Muzeum Historii Przemysłu w podkaliskim Opatówku, które ma największą w Polsce kolekcję pianin i fortepianów chce odnowić instrument z najstarszej kaliskiej wytwórni.
Fabryka działała na początku XIX wieku, czyli w czasach, kiedy żył Chopin - mówi kustosz muzeum Ewa Kamila Kłysz.

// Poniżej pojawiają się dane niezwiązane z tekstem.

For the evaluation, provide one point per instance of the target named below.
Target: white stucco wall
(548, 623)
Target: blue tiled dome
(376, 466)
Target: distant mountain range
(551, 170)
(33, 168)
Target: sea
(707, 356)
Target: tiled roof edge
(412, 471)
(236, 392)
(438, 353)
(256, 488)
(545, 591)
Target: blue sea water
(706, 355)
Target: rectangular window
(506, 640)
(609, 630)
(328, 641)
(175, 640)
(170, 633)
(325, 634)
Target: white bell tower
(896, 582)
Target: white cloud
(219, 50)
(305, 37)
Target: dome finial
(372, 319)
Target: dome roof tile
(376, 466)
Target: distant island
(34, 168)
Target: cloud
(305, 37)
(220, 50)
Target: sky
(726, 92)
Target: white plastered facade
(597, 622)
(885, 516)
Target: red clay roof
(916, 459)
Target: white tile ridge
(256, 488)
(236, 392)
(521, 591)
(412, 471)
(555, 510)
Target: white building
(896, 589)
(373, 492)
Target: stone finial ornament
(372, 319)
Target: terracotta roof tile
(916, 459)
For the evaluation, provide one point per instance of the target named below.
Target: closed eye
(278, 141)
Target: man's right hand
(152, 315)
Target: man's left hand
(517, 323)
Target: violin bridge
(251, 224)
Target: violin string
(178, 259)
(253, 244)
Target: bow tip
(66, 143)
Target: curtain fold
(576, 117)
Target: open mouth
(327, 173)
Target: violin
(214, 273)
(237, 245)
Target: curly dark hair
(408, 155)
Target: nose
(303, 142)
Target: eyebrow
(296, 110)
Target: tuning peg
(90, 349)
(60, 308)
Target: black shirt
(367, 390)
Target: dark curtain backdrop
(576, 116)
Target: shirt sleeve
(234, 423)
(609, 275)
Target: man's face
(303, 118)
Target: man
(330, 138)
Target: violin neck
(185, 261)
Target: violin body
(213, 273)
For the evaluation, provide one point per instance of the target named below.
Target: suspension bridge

W planach mam nie tylko konserwację zachowawczą, ale też przywrócenie do życia fortepianu z najstarszej kaliskiej wytwórni Lindemana. W Polsce zachowały się tylko dwa takie obiekty. Jeden znajduje się w kolekcji ostromeckiej, a drugi właśnie u nas w muzeum opatóweckim. Chcielibyśmy, aby ten fortepian z pocz. XIX wieku z czasów Chopina odzyskał te walory użytkowe, aby stanął tu w tej sali i żeby służył realizacji koncertów kameralnych
- mówi Ewa Kamila Kłysz.
Część pianin i fortepianów z opatóweckiej kolekcji przeszła w tym roku remont i konserwację. Dzięki temu udało się ocalić wiele zabytkowych instrumentów. Jeden z nich - koncertowa Calisia z 1958 roku odzyskała także dawne brzmienie. Pieniądze na konserwację instrumentów pochodziły z Ministerstwa Kultury i Dziedzictwa Narodowego. W sumie w Opatówku zgromadzono prawie 100 pianin i fortepianów.